15 to 20% water changes weekly.

Plants are moss, crypts, elodia and java fern. 

I've been just picking it off during water changes but was wondering if there was any natural treatment, if not I will just live with it.

Thanks for your time.


----------



## monkE

the 12 hour photoperiod is your problem... really the light shouldn't be on more than 9 hours or so, maybe 10 max. 

I have my light turn off for a few hours durring the day while i'm at work so that I can enjoy the tank for longer time in the evening and remain at 9 hours total photoperiod.


----------



## Tazzy_toon

I thought it might be that. I love to see my fishies, and since i'm a stay at home mom, the lights always on.

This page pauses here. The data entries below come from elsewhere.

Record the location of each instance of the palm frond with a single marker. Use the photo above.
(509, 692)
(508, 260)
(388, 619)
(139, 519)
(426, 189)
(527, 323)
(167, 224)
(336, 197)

I have been turning it off when i go out, but I'll try to have more of a schedule with it.
Thanks


----------



## monkE

simple timers work great for that, the plants really seem to thrive on routine so if you have a timer set then you don't have to worry about it


----------



## monkE

a second option if you want to leave the light on all the time is raise the light fixture higher above the tank. The further the light is from the surface of the tank the less the algae can live off it


----------



## SeaHorse_Fanatic

I found that Amano shrimp did a good job eating up any nuisance algae that grew on my plants.


----------



## CRS Fan

How about a Crossocheilus reticulatus (aka BBA monster )? I have a larger one available for $25. PM me if interested.

Best regards,

Stuart


----------



## Maple

I had trouble with black algae on my plants so I bought a Siamese Algae Eater. Steve deserves a ribbon for his amazing cleaning job. My plants are beautiful again and he never stops grazing.


----------



## cdsgo1974

Directly quoted from Removing Black Hair Algae

Text and pictures by: Souly

First off what is Black Hair algae?
Black Hair Algae goes by a few other names: Black Brush Algae, Black Beard Algae but is usually known as BBA. It can sometimes be mistaked as Staghorn Algae, but the color Staghorn Algae is Greenish blue.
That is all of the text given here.